A nopales taco with Dune hummus and pickled jalapenos at Ramona Room.
(Stephanie Breijo / Los Angeles Times)
The new amaro bar team also owns Middle Eastern restaurant Dune and European cafe Bar Sinizki, and their latest venture features some nods to both. Bar Sinizki's beverage director Shawn Shepherd also runs the show at the Ramona Room, where he's built a menu around California and Italian amari, as well as European ports and sherries. They can be ordered a la carte or as highballs or house cocktails.

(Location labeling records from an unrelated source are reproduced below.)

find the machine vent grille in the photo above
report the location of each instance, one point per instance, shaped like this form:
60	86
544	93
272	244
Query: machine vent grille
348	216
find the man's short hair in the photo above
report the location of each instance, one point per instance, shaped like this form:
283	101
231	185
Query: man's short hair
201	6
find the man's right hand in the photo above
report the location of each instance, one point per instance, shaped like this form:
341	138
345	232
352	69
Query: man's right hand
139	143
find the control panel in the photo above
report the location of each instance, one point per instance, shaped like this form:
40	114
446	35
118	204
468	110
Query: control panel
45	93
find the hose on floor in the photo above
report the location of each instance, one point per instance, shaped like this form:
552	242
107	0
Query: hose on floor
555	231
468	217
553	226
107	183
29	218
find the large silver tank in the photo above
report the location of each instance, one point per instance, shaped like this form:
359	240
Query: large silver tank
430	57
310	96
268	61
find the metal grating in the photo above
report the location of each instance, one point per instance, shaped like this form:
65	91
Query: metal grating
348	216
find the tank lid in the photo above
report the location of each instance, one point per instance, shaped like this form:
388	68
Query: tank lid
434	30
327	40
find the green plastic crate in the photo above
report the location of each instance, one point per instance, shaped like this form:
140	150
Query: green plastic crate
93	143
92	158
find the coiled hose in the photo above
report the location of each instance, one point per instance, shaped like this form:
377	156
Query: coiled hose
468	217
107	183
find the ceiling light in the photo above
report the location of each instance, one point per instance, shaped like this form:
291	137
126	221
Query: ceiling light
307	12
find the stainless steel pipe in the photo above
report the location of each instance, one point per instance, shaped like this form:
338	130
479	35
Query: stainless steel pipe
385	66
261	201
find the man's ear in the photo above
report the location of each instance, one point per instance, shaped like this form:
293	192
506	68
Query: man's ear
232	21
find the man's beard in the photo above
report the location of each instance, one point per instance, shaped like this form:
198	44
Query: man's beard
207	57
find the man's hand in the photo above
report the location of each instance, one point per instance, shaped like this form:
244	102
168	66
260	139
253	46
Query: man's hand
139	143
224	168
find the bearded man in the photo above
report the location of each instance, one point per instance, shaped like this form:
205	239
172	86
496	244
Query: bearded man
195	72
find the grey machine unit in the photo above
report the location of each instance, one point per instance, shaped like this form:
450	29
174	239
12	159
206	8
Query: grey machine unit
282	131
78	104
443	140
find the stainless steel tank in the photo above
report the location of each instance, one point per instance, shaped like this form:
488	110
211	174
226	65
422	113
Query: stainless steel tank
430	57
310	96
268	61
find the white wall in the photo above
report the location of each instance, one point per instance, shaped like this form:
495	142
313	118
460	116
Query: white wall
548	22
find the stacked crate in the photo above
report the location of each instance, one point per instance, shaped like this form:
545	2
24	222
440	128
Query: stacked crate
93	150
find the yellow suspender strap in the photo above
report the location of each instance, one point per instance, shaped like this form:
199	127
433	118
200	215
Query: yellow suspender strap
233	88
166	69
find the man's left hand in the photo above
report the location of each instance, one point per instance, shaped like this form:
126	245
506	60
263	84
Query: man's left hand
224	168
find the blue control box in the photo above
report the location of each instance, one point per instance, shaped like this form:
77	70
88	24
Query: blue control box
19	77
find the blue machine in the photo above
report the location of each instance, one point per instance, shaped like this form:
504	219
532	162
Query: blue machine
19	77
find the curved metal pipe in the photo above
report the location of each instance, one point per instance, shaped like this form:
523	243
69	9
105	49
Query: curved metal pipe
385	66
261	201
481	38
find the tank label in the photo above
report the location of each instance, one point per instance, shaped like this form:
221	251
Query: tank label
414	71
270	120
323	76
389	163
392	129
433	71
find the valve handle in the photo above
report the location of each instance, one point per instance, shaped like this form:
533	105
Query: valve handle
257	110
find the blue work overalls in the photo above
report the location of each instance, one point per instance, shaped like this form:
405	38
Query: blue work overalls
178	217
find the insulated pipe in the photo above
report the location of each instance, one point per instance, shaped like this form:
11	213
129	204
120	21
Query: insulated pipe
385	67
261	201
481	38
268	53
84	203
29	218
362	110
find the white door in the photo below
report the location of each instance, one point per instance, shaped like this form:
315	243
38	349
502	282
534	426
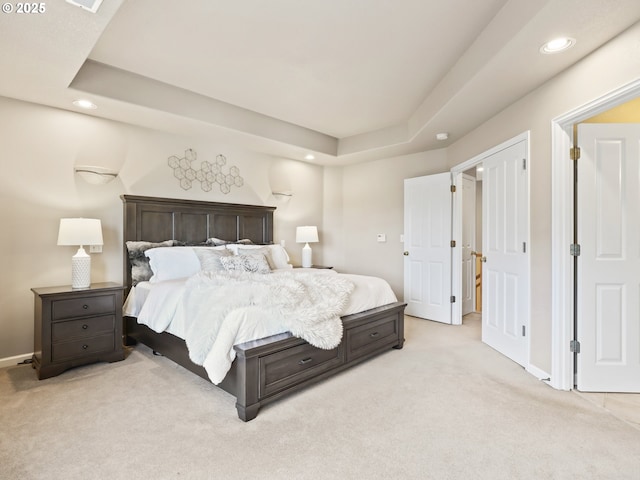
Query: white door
468	194
505	273
427	245
608	289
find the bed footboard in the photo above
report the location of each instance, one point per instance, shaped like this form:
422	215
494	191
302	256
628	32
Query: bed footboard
267	369
270	368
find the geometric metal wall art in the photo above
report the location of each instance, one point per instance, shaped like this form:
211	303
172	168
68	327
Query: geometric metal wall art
208	174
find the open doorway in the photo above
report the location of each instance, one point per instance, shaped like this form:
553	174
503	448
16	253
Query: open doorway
471	194
504	227
563	270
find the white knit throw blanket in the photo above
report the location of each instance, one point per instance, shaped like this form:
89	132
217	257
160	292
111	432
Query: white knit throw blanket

Head chef Marc López, formerly of Little Dom's, Budonoki and Mírate, is preparing a globe-trotting menu of bar bites, such as house-smoked escabeche mussels, a Cuban sandwich and a variety of tacos on fresh tortillas, including a nopales variety that comes slathered with Dune hummus. The Ramona Room is open daily from 5 to 11 p.m.
2135 W. Sunset Blvd., Los Angeles, instagram.com/theramonaroom
A variety of matcha drinks and modern Japanese pastries at Studio City's Matcha Café.

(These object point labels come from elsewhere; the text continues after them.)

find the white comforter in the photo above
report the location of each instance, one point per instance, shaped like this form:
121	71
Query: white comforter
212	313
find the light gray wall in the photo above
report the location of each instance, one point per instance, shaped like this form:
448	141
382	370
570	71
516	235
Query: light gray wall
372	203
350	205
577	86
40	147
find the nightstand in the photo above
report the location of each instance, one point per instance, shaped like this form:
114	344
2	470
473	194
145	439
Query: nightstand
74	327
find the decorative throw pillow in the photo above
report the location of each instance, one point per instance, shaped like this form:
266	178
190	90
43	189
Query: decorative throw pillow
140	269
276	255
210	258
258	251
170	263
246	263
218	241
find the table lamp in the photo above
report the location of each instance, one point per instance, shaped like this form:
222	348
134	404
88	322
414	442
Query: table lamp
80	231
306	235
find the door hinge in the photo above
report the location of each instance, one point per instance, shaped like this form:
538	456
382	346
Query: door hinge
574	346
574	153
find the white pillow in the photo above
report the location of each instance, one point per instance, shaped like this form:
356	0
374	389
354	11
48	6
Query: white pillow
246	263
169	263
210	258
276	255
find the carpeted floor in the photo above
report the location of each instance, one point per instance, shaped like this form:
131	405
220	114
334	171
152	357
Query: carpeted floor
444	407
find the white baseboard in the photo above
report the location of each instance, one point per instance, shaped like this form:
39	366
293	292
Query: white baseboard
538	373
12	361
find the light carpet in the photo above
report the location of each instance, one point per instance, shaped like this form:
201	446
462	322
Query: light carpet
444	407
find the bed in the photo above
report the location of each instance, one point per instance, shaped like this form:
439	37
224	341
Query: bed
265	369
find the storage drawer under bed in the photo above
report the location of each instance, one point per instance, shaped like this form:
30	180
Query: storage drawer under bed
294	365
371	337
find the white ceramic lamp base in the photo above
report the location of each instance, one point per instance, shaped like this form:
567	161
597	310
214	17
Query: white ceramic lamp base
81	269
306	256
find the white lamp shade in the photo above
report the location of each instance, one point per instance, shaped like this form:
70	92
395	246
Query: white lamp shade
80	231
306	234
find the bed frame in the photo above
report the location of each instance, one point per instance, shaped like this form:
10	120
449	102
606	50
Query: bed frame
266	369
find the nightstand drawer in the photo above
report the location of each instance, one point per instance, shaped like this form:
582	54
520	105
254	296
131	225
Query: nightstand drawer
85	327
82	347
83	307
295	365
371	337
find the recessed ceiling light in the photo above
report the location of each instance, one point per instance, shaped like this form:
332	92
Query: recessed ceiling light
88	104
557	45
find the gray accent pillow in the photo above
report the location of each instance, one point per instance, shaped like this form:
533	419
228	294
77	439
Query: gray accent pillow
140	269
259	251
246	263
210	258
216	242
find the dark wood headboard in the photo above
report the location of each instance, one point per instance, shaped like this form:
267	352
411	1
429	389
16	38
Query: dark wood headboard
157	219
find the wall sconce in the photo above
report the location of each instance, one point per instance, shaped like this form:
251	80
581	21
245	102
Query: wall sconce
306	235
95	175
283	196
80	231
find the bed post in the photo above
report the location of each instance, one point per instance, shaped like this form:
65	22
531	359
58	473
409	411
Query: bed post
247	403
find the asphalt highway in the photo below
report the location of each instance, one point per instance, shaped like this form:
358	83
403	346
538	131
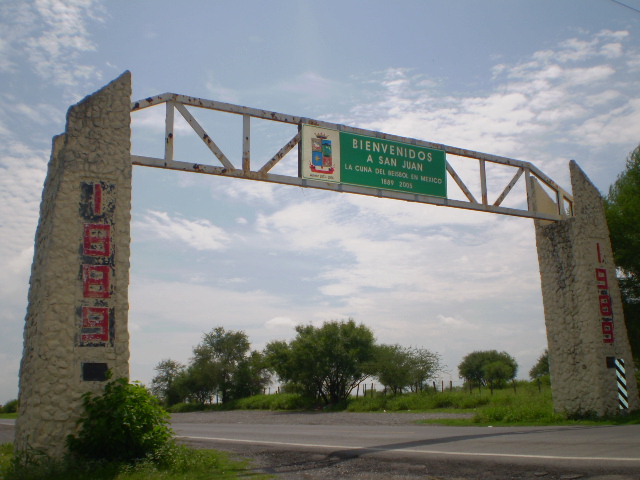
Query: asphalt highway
567	446
341	451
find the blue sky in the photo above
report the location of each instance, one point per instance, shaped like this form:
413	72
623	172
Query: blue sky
541	81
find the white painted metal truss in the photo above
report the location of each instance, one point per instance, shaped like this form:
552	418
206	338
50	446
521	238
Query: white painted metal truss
562	199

(Stephanie Breijo / Los Angeles Times)
Matcha Coffee
A restaurant-inspired matcha riff is now open in Studio City, offering pastries, smoothies, whimsical drinks and a selection of imported tea from a family-owned coffee brand.
Staff prepare freshly shaken matcha drinks at the Matcha Café.
(Stephanie Breijo / Los Angeles Times)
Cafe Matcha is a new project from the prolific Alfred Coffee chain, and from a corner of the Laurel Promenade shopping center in Studio City it serves matcha milk jam waffles, curried ham buns, and hojicha apple galettes along with creamy matcha lattes, hand-shaken rare matchas, and more.
It is based on the tea approach of Alfred Tea Room, the tea-based subsidiary of the coffee chain that operated from 2017 to 2023. But at Café Matcha it is exclusively green tea powder, which the shop sources from various provinces in Japan. Matcha devices such as whisks, stirrers and cups are also sold. The food menu, created by Konbi veterinarian Kiyoshi Tsukamoto, fuses traditional Japanese ingredients with American stalwarts, resulting in items like miso and cinnamon buns under a vanilla shio koji glaze. Café Matcha is open Tuesday through Sunday from 8 a.m. to 5 p.m.